Primary objective: To validate the quantification of AR by time-densitometry on contrast aortography with the gold standard of CMRI measurements in order to refine the interpretation and evaluate the accuracy of the qRA method. Secondary objective:…
ID
Source
Brief title
Condition
- Cardiac valve disorders
Synonym
Research involving
Sponsors and support
Intervention
Outcome measures
Primary outcome
1. Regurgitant volume and regurgitant fraction measured by velocity encoded MRI
2. qRA-index measured on aortography
Secondary outcome
1. Semi-quantitative TTE measurements
a. in patients without TAVI or pre-TAVI:
i. Vena contracta (VC) width (mm)
ii. Pressure half-time (PHT) (ms)
b. only in case of TAVI: Post-TAVI:
i. Circumferential extent of prosthetic valve paravalvular regurgitation
ii. Diastolic flow reversal in the descending aorta
2. Quantitative TTE(pre-) / TOE (post) measurements (only in case of TAVI: pre-
and post-TAVI)
a. Effective regurgitant orifice area (EROA) (mm2)
b. Regurgitant Volume (RV) (ml)
3. Sinning index / (AR-index) calculated from haemodynamic pressure
measurements
Background summary
Aortic regurgitation (AR) is common after Transcatheter Aortic Valve
Implantation (TAVI) and is associated with increased mortality in the first
year after the implantation procedure. In the catheter laboratory contrast
aortography (CA) is always performed at the end of each TAVI procedure to
evaluate prosthesis position and evaluate procedural success including
quantifying paraprosthetic regurgitation if present.
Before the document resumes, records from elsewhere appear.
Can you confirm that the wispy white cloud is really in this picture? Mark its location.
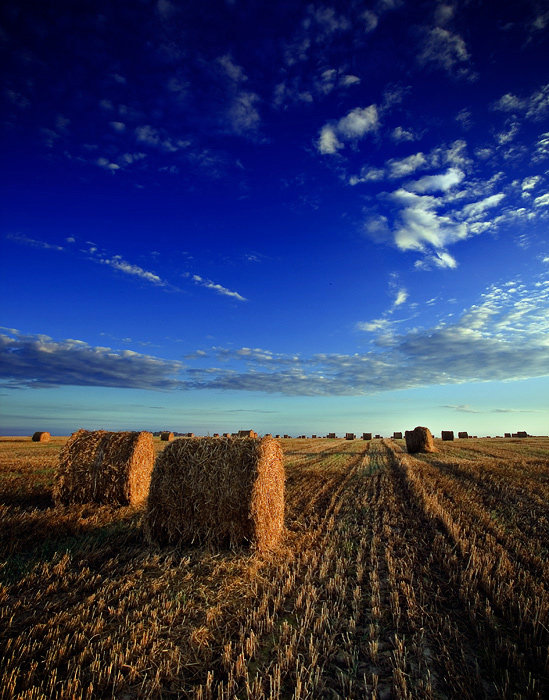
[417,27,475,78]
[6,233,64,251]
[0,332,184,391]
[188,273,248,301]
[98,255,166,287]
[492,83,549,121]
[317,105,379,154]
[4,278,549,396]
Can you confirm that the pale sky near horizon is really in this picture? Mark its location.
[0,0,549,435]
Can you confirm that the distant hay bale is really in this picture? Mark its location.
[405,426,436,454]
[53,430,154,506]
[237,430,257,438]
[145,438,284,550]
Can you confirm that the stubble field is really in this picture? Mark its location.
[0,438,549,700]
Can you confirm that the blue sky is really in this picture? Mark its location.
[0,0,549,435]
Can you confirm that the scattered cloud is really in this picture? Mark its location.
[6,233,64,251]
[317,105,379,154]
[417,27,475,78]
[4,279,549,400]
[98,255,166,287]
[0,334,182,391]
[492,83,549,121]
[183,273,248,301]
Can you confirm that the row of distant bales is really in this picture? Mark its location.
[32,430,529,442]
[33,427,526,550]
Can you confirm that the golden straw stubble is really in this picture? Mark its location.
[53,430,155,506]
[145,437,285,550]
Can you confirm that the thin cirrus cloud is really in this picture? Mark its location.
[183,272,248,301]
[317,105,379,155]
[7,234,170,287]
[0,278,549,396]
[0,332,182,391]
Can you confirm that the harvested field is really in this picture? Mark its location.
[0,438,549,700]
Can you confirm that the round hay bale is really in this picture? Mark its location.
[53,430,155,506]
[145,438,284,550]
[404,426,436,454]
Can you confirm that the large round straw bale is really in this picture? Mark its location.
[145,438,284,550]
[53,430,155,506]
[404,426,436,454]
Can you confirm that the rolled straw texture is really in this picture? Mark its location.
[145,437,284,550]
[53,430,155,506]
[404,426,437,454]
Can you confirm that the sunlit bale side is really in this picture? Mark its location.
[145,437,284,550]
[53,430,155,506]
[404,426,436,454]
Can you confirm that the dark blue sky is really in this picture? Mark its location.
[0,0,549,433]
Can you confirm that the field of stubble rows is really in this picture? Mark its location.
[0,438,549,700]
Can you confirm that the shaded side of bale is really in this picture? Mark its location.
[145,438,284,550]
[53,430,155,506]
[405,426,436,454]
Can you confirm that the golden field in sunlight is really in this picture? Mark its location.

Yet the grading of AR on
contrast aortography, which was described by Sellers in 1964, is
semi-quantitative, based on visual interpretation and therefore open to
interpretation. Studies that have calculated native valve aortic regurgitant
volumes and fraction based on ventriculography and the indicator dilution
technique demonstrated a wide scatter of regurgitant volumes within each
visually graded category and also substantial overlap between categories. These
studies were done before the widespread use of echocardiography and may have
contributed to the ascension of echocardiography for the evaluation of native
valve AR. Transoesophageal echocardiography (TEE) is now routine practice
during TAVI procedures to ensure optimal valve position and absence of
clinically important valve regurgitation. Transthoracic echocardiography (TTE)
is preferred for routine clinical follow-up of AR in TAVI patients and in
patients with native aortic valve disease.
Yet current guidelines recognize that the quantification of paravalvular AR
after TAVI by echocardiography can be problematic for several reasons: There
may be multiple regurgitant jets, regurgitation jets may follow a circuitous
course around the TAVI prosthesis, dense metal causes acoustic signal
attenuation, the regurgitant jets frequently are too eccentric to be aligned
with the Doppler beam and it is often not possible to locate the vena
contracta. On the other hand carefully performed contrast aortography may in
principle overcome several of the above-mentioned difficulties encountered with
echocardiography, provided that objective measurement rather than subjective
visual scoring of AR were possible.
Computer assisted measurement of radiographic contrast density changes over
time allows objective quantification of myocardial blush grade on coronary
angiograms. Similar principles may be applied to the evaluation of AR.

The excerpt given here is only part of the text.